Aux pieds des montagnes de l'Himalaya, une terre recouverte d'un tapis de verdure s'étend à perte de vue: c'est l'Assam, le grenier à thé de l'Inde, deuxième producteur au monde derrière la Chine.
Chaque année, 600'000 tonnes de feuilles sont récoltées dans cette région, la moitié de la production du sous-continent. Et on les retrouve dans les sachets des plus grandes marques. La majorité de la production est exportée en Europe, en premier lieu en Allemagne, en France, au Royaume-Uni et en Suisse.
Pour le responsable de la plantation, il s'agit sans aucun doute de l'un des meilleurs thés au monde. "Sa saveur est unique et son nom suffit à dire sa qualité (...) C'est un thé de plus en plus demandé", explique-t-il dimanche dans le 19h30.
Un salaire de deux francs par jour
Mais derrière le marché de ce thé noir au goût légèrement épicé se cache le travail éreintant d'un million de travailleurs. Ces forçats du thé, essentiellement des femmes, récoltent à un rythme infernal et dans des conditions parfois dangereuses, exposées aux animaux sauvages, nombreux dans la région, et aux pesticides.
Et ce travail est rémunéré par un salaire de misère: les ouvriers sont payés moins de 2 francs par jour, trois fois moins que le salaire minimum fixé par le gouvernement pour le secteur.
Depuis des années, les cueilleurs dénoncent des conditions de travail insupportables. Le ton est encore monté ces dernières semaines: plus de 400'000 travailleurs du thé ont lancé un mouvement de protestation pour réclamer des conditions de travail décentes.
Alors que les conditions de travail n'ont quasiment pas évolué ces dernières décennies, les syndicats réclament des comptes au gouvernement. "A l'étranger, ce thé coûte une fortune, pourquoi les travailleurs n'en tirent aucun bénéfice? Le gouvernement devrait mettre les marques devant leurs responsabilités, sinon la situation ne changera jamais", clame ainsi un responsable syndical.
Un sujet tabou
Reste que la parole n'est pas tout à fait libre dans les plantations. Interrogée dans le 19h30, une ouvrière demeure très mesurée: "Je ne peux pas me plaindre, je dois travailler c'est tout, j'ai des enfants à nourrir. Moi, je suis une enfant de cette terre. Si je ne travaille pas ici, qu'est-ce que je peux faire d'autre?"

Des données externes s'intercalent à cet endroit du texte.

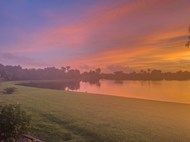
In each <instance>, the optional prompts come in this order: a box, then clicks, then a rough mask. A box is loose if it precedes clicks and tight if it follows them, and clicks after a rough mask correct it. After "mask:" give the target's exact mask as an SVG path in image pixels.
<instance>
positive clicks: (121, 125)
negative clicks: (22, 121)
mask: <svg viewBox="0 0 190 142" xmlns="http://www.w3.org/2000/svg"><path fill="white" fill-rule="evenodd" d="M11 86H12V87H16V88H17V92H16V93H14V94H12V95H3V94H1V95H0V103H1V104H3V103H20V104H21V106H22V107H23V108H24V109H25V110H26V111H27V112H28V113H30V114H32V119H33V128H32V130H31V133H32V135H34V136H35V137H37V138H40V139H42V140H44V141H46V142H63V141H69V142H189V141H190V105H186V104H177V103H164V102H156V101H146V100H140V99H128V98H122V97H114V96H106V95H105V96H104V95H95V94H93V95H91V94H85V93H75V92H66V91H56V90H50V89H39V88H32V87H24V86H16V85H14V82H5V83H1V84H0V89H1V90H2V89H3V88H6V87H11Z"/></svg>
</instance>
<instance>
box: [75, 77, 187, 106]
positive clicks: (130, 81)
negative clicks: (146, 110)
mask: <svg viewBox="0 0 190 142" xmlns="http://www.w3.org/2000/svg"><path fill="white" fill-rule="evenodd" d="M100 84H101V85H90V84H89V83H84V82H80V88H79V89H77V90H75V91H78V92H89V93H96V94H107V95H113V96H123V97H131V98H142V99H151V100H160V101H170V102H180V103H190V81H123V82H116V81H110V80H101V81H100Z"/></svg>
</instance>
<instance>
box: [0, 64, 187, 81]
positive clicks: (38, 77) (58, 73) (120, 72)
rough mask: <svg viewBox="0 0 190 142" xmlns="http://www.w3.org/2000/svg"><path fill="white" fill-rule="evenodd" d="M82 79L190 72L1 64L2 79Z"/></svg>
mask: <svg viewBox="0 0 190 142" xmlns="http://www.w3.org/2000/svg"><path fill="white" fill-rule="evenodd" d="M63 79H72V80H82V81H88V82H91V83H94V82H97V80H100V79H113V80H189V79H190V72H188V71H177V72H162V71H161V70H156V69H153V70H150V69H147V70H141V71H139V72H131V73H125V72H123V71H117V72H113V73H102V72H101V69H100V68H97V69H95V70H90V71H88V72H83V73H81V72H80V70H78V69H72V68H71V67H70V66H66V67H61V68H60V69H58V68H55V67H47V68H44V69H24V68H22V67H21V66H11V65H2V64H0V80H6V81H13V80H63Z"/></svg>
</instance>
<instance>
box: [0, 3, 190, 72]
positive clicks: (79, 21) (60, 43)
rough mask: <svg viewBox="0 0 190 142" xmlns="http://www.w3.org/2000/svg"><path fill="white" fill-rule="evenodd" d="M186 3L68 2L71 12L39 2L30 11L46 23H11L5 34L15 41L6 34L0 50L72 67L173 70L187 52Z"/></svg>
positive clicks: (185, 58)
mask: <svg viewBox="0 0 190 142" xmlns="http://www.w3.org/2000/svg"><path fill="white" fill-rule="evenodd" d="M24 4H27V2H25V3H24ZM189 4H190V2H189V1H188V0H177V1H172V0H146V1H144V0H133V1H132V0H128V1H126V0H119V1H110V2H109V1H105V2H102V1H98V2H97V3H93V4H92V3H90V4H89V5H84V6H80V7H78V8H77V7H76V5H75V6H74V4H72V3H70V4H69V6H71V7H70V8H73V7H75V8H76V9H77V10H76V11H72V12H71V11H69V10H68V9H69V8H68V9H67V10H66V11H64V9H63V10H62V9H60V8H59V7H58V10H56V8H55V7H54V9H52V6H47V8H45V9H43V8H41V10H38V8H40V5H39V6H38V7H37V8H35V9H36V10H37V11H36V12H35V13H38V15H40V17H42V19H43V20H44V19H45V21H46V22H48V23H47V24H45V23H43V22H41V20H40V19H36V20H38V22H37V23H38V25H37V26H36V27H35V26H32V27H31V29H34V30H25V29H24V30H22V29H19V28H18V27H16V25H13V27H16V28H14V33H13V34H12V35H11V32H10V33H9V32H6V33H9V34H8V35H7V37H9V35H10V37H12V38H14V40H11V38H10V39H9V38H6V41H7V42H5V40H4V41H3V40H2V41H1V38H0V49H1V51H3V52H7V53H10V54H12V55H13V53H15V54H24V55H25V56H26V57H32V59H43V60H46V61H47V63H50V64H51V65H55V66H62V65H63V64H66V63H67V64H70V65H72V66H75V67H80V66H93V67H94V66H98V67H102V68H107V67H109V66H112V65H114V66H123V68H125V67H130V68H160V69H162V68H164V67H165V64H166V63H167V64H169V63H171V65H172V67H171V69H172V70H174V69H175V63H176V69H179V65H178V64H177V62H178V61H180V63H181V64H182V66H183V61H184V67H185V68H187V67H186V65H187V64H186V61H187V60H189V55H190V53H189V51H188V50H186V49H185V48H184V44H185V41H186V36H187V32H186V30H187V27H188V26H189V25H188V24H189V23H190V20H189V18H188V17H189V13H190V10H189ZM60 5H61V4H60ZM72 6H73V7H72ZM24 10H25V9H23V11H24ZM28 13H29V14H33V13H34V12H33V11H28ZM26 17H27V15H26ZM0 18H1V17H0ZM32 19H33V18H32ZM13 20H14V19H13ZM22 20H24V19H21V21H22ZM29 20H30V21H31V19H29ZM34 23H35V22H34ZM40 23H41V24H40ZM31 24H32V23H31ZM51 24H52V25H51ZM27 27H28V25H27ZM7 31H8V29H7ZM1 36H2V35H0V37H1ZM1 56H2V55H1ZM7 57H8V55H7ZM18 62H19V63H21V62H20V61H18ZM30 62H31V63H32V60H30ZM32 64H33V63H32ZM34 64H35V63H34ZM162 64H163V67H162Z"/></svg>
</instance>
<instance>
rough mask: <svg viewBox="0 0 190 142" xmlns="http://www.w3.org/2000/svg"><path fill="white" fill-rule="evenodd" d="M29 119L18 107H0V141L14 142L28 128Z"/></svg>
mask: <svg viewBox="0 0 190 142" xmlns="http://www.w3.org/2000/svg"><path fill="white" fill-rule="evenodd" d="M30 122H31V117H30V116H29V115H27V114H26V112H25V111H23V110H21V108H20V106H19V105H12V104H9V105H1V106H0V141H1V142H15V141H17V140H18V139H20V138H21V137H22V135H23V134H26V133H27V132H28V130H29V128H30Z"/></svg>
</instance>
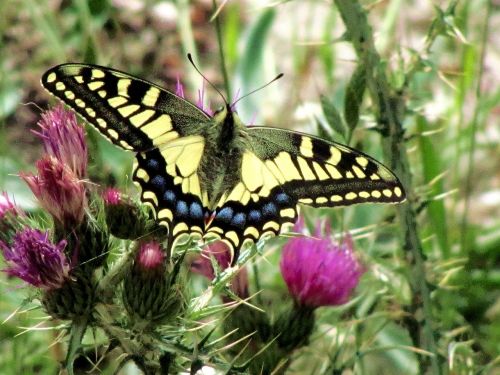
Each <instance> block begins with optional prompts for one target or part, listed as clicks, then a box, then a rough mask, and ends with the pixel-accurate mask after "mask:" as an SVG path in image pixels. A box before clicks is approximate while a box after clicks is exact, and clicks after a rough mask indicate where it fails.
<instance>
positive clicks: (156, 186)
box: [150, 175, 166, 189]
mask: <svg viewBox="0 0 500 375" xmlns="http://www.w3.org/2000/svg"><path fill="white" fill-rule="evenodd" d="M150 182H151V185H153V186H154V187H156V188H158V189H161V188H165V186H166V180H165V177H163V176H160V175H157V176H154V177H153V178H152V179H151V181H150Z"/></svg>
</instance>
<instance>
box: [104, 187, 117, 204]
mask: <svg viewBox="0 0 500 375" xmlns="http://www.w3.org/2000/svg"><path fill="white" fill-rule="evenodd" d="M102 199H103V200H104V203H105V204H106V206H116V205H118V204H120V203H121V201H122V196H121V193H120V190H118V189H117V188H107V189H106V190H104V192H103V193H102Z"/></svg>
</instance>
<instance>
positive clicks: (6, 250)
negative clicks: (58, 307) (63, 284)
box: [0, 228, 70, 290]
mask: <svg viewBox="0 0 500 375" xmlns="http://www.w3.org/2000/svg"><path fill="white" fill-rule="evenodd" d="M65 246H66V241H64V240H63V241H61V242H59V243H58V244H57V245H55V244H53V243H52V242H50V240H49V235H48V233H47V232H45V233H43V232H41V231H39V230H36V229H31V228H26V229H24V230H22V231H21V232H18V233H17V234H16V235H15V236H14V241H13V245H12V246H11V247H9V246H8V245H6V244H5V243H4V242H3V241H0V249H1V251H2V253H3V256H4V258H5V260H6V261H7V264H8V268H7V269H5V270H4V271H5V272H7V273H8V274H9V275H11V276H17V277H19V278H20V279H22V280H24V281H26V282H27V283H29V284H31V285H33V286H36V287H39V288H42V289H45V290H53V289H58V288H60V287H61V286H62V285H63V283H64V282H65V281H66V280H67V279H68V278H69V271H70V266H69V263H68V260H67V259H66V255H65V254H64V248H65Z"/></svg>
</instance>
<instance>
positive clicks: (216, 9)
mask: <svg viewBox="0 0 500 375" xmlns="http://www.w3.org/2000/svg"><path fill="white" fill-rule="evenodd" d="M212 6H213V10H214V14H215V12H217V2H216V0H212ZM215 31H216V33H217V44H218V45H219V58H220V64H221V70H222V77H223V78H224V87H225V88H226V95H227V100H228V101H229V102H231V100H232V97H233V96H232V94H231V85H230V84H229V76H228V74H227V67H226V59H225V56H224V43H223V41H222V27H221V24H220V14H217V16H216V17H215Z"/></svg>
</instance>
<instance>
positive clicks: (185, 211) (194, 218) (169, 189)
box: [133, 143, 206, 241]
mask: <svg viewBox="0 0 500 375" xmlns="http://www.w3.org/2000/svg"><path fill="white" fill-rule="evenodd" d="M189 145H191V148H193V147H197V146H196V143H188V146H189ZM193 145H194V146H193ZM169 146H170V145H169ZM175 148H182V147H181V146H178V147H175V146H171V147H167V148H165V149H163V150H160V149H157V148H156V149H153V150H150V151H146V152H141V153H138V154H137V156H136V160H137V166H136V168H135V170H134V173H133V180H134V181H135V182H136V183H138V184H139V186H140V188H141V200H142V201H143V202H144V203H146V204H149V205H150V206H151V207H152V208H153V209H154V211H155V213H156V219H157V221H158V223H159V224H160V225H164V226H166V227H167V228H168V230H169V233H170V236H171V238H172V241H175V239H176V238H178V237H180V236H181V235H182V234H186V233H188V234H191V235H196V236H198V237H201V236H202V235H203V232H204V226H205V224H204V217H205V214H206V208H205V206H204V205H203V203H202V193H201V190H200V189H201V188H200V183H199V180H198V176H197V174H196V172H194V171H192V172H190V173H189V171H188V173H185V172H186V171H187V169H186V168H185V169H184V170H183V169H181V168H179V166H178V164H176V163H175V160H172V159H175V154H177V156H178V157H179V158H181V159H183V160H185V159H186V158H185V155H184V158H183V157H182V151H181V152H178V153H177V152H176V151H172V150H174V149H175ZM188 150H189V147H188ZM185 152H188V151H185ZM167 154H168V155H169V156H168V157H165V155H167ZM181 165H182V164H181ZM184 174H185V175H184Z"/></svg>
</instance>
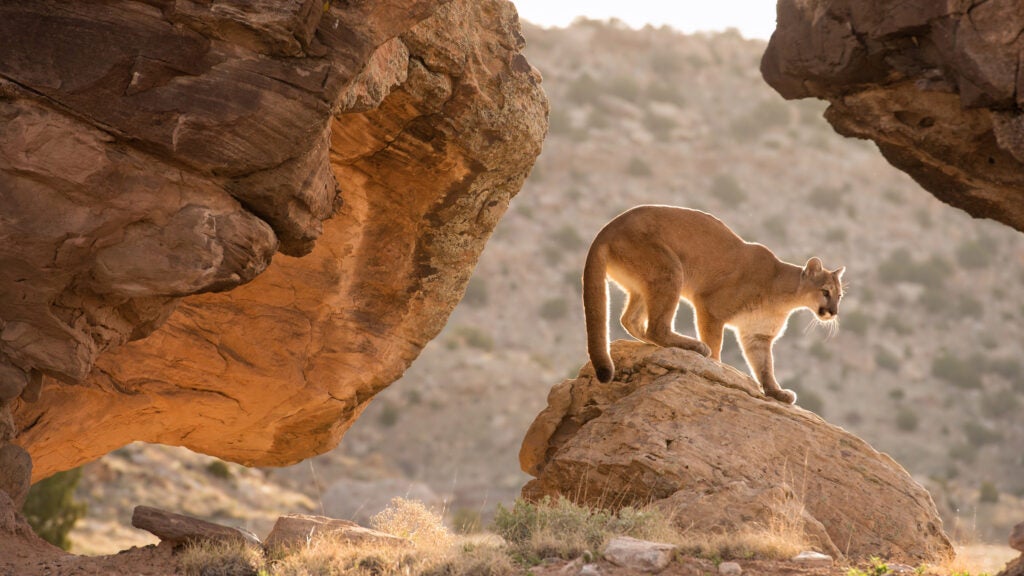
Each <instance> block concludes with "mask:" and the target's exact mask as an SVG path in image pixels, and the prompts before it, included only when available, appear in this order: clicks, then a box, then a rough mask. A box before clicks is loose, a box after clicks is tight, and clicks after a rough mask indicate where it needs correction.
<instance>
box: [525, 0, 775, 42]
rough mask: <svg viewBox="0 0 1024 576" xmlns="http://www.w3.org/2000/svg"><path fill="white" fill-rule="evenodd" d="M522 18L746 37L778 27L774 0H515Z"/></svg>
mask: <svg viewBox="0 0 1024 576" xmlns="http://www.w3.org/2000/svg"><path fill="white" fill-rule="evenodd" d="M512 2H513V3H514V4H515V6H516V8H517V9H518V10H519V17H521V18H522V19H524V20H527V22H530V23H532V24H536V25H540V26H543V27H559V28H564V27H566V26H568V25H570V24H572V20H573V19H575V17H577V16H580V15H585V16H587V17H589V18H591V19H600V20H604V19H608V18H610V17H616V18H618V19H621V20H623V22H624V23H626V24H628V25H629V26H630V27H632V28H643V27H644V26H645V25H647V24H650V25H653V26H655V27H658V26H662V25H669V26H671V27H672V28H675V29H676V30H679V31H681V32H686V33H693V32H715V31H723V30H725V29H727V28H735V29H737V30H739V32H740V34H742V35H743V37H744V38H760V39H762V40H767V39H768V38H769V37H770V36H771V33H772V32H773V31H774V30H775V1H774V0H702V1H696V0H682V1H679V0H626V1H623V0H614V1H612V0H512Z"/></svg>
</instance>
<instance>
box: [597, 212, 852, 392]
mask: <svg viewBox="0 0 1024 576" xmlns="http://www.w3.org/2000/svg"><path fill="white" fill-rule="evenodd" d="M844 270H845V269H844V268H839V269H837V270H834V271H827V270H824V269H823V268H822V266H821V260H819V259H818V258H811V259H809V260H807V263H806V264H805V265H804V266H803V268H801V266H799V265H796V264H791V263H787V262H783V261H781V260H779V259H778V258H777V257H776V256H775V254H773V253H772V251H771V250H769V249H768V248H765V247H764V246H762V245H761V244H753V243H750V242H744V241H743V240H742V239H741V238H739V237H738V236H736V234H735V233H734V232H732V231H731V230H729V228H728V227H727V225H725V224H724V223H723V222H722V221H721V220H719V219H718V218H716V217H715V216H712V215H711V214H708V213H706V212H701V211H699V210H691V209H688V208H677V207H674V206H637V207H636V208H633V209H631V210H627V211H626V212H623V213H622V214H620V215H618V216H616V217H615V218H614V219H612V220H611V221H610V222H608V223H607V224H606V225H605V227H604V229H602V230H601V232H599V233H598V235H597V237H596V238H595V239H594V243H593V244H592V245H591V247H590V252H589V253H588V254H587V263H586V265H585V266H584V273H583V308H584V315H585V316H586V318H587V349H588V352H589V353H590V359H591V362H593V364H594V371H595V372H596V374H597V379H598V380H600V381H601V382H609V381H611V378H612V377H613V376H614V373H615V372H614V370H615V369H614V366H613V364H612V362H611V356H610V355H609V354H608V292H607V283H606V282H605V279H606V278H610V279H611V280H612V281H613V282H614V283H615V284H617V285H618V286H621V287H622V288H623V290H625V291H626V294H627V300H626V306H625V310H624V311H623V316H622V323H623V327H624V328H626V331H627V332H629V333H630V334H631V335H633V337H635V338H637V339H638V340H642V341H644V342H649V343H652V344H657V345H659V346H674V347H680V348H685V349H689V351H693V352H696V353H698V354H701V355H703V356H711V357H712V358H714V359H715V360H718V361H721V354H722V336H723V331H724V328H725V327H726V326H729V327H730V328H732V329H733V330H735V332H736V336H737V339H738V340H739V344H740V347H741V348H742V352H743V358H745V359H746V364H748V366H750V368H751V372H752V373H753V374H754V377H755V378H757V380H758V381H759V382H760V383H761V385H762V386H763V387H764V390H765V395H767V396H770V397H772V398H774V399H776V400H779V401H781V402H785V403H788V404H793V403H794V402H796V400H797V395H796V394H795V393H793V390H788V389H782V388H781V387H779V385H778V382H777V381H776V380H775V373H774V368H773V366H772V344H773V343H774V342H775V340H776V339H777V338H778V337H779V336H781V335H782V332H784V331H785V325H786V321H787V320H788V319H790V315H791V314H793V313H794V312H796V311H797V310H800V308H809V310H810V311H812V312H814V313H815V314H816V315H817V318H818V319H819V320H820V321H822V322H824V321H829V320H833V319H836V318H838V315H839V302H840V299H841V298H842V297H843V284H842V279H843V272H844ZM680 298H685V299H686V300H688V301H689V302H690V303H691V304H692V305H693V312H694V317H695V325H696V329H697V337H698V338H699V339H696V338H690V337H688V336H683V335H682V334H679V333H677V332H675V330H674V329H673V322H674V320H675V317H676V308H677V307H678V306H679V299H680Z"/></svg>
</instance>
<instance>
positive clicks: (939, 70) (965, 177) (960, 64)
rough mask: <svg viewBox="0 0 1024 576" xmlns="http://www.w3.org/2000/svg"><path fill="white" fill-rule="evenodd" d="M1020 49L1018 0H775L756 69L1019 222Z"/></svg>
mask: <svg viewBox="0 0 1024 576" xmlns="http://www.w3.org/2000/svg"><path fill="white" fill-rule="evenodd" d="M1022 53H1024V10H1021V5H1020V2H1018V1H1017V0H965V1H959V2H937V1H935V0H813V1H805V0H778V15H777V27H776V30H775V33H774V34H773V35H772V37H771V41H770V42H769V43H768V48H767V50H766V51H765V53H764V57H763V59H762V61H761V71H762V74H763V76H764V78H765V80H766V81H767V82H768V83H769V84H771V85H772V87H774V88H775V89H776V90H777V91H778V92H779V93H780V94H782V95H783V96H784V97H786V98H803V97H809V96H814V97H818V98H822V99H826V100H828V101H829V102H830V104H831V106H829V108H828V110H827V112H826V113H825V118H826V119H827V120H828V121H829V122H830V123H831V124H833V126H834V127H835V128H836V130H837V131H839V132H840V133H842V134H844V135H847V136H855V137H859V138H870V139H872V140H874V142H876V143H877V145H878V147H879V150H880V151H881V152H882V154H883V155H884V156H885V157H886V159H887V160H889V162H890V163H892V164H893V165H894V166H896V167H897V168H900V169H901V170H903V171H905V172H907V173H908V174H910V176H912V177H913V178H914V179H915V180H916V181H918V182H919V183H921V186H922V187H924V188H925V189H926V190H928V191H929V192H931V193H932V194H933V195H935V197H936V198H938V199H940V200H942V201H943V202H946V203H948V204H951V205H953V206H956V207H958V208H962V209H964V210H966V211H967V212H969V213H970V214H972V215H974V216H976V217H987V218H993V219H996V220H999V221H1001V222H1004V223H1007V224H1009V225H1011V227H1013V228H1015V229H1017V230H1020V231H1024V201H1022V200H1024V193H1022V192H1021V191H1022V190H1024V115H1022V113H1021V110H1022V109H1024V89H1022V87H1024V84H1022V82H1021V75H1020V74H1019V73H1018V69H1019V67H1020V63H1021V54H1022Z"/></svg>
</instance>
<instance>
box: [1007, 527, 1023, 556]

Sous le regard de leur responsable, ces femmes n’en disent pas davantage, mais un peu plus loin, une cueilleuse qui travaille là depuis 32 ans se plaint de conditions de vie difficiles: "Le salaire que l'on a ne nous permet pas de vivre dignement. C'est dur pour nous ici. Nous manquons d'eau potable et d'électricité."
Dans les plantations, le sujet est tabou et les responsables mettent vite fin à l'interview.
Cette année encore, les exportations de thé ont rapporté à l'Inde plus de 700 millions de francs.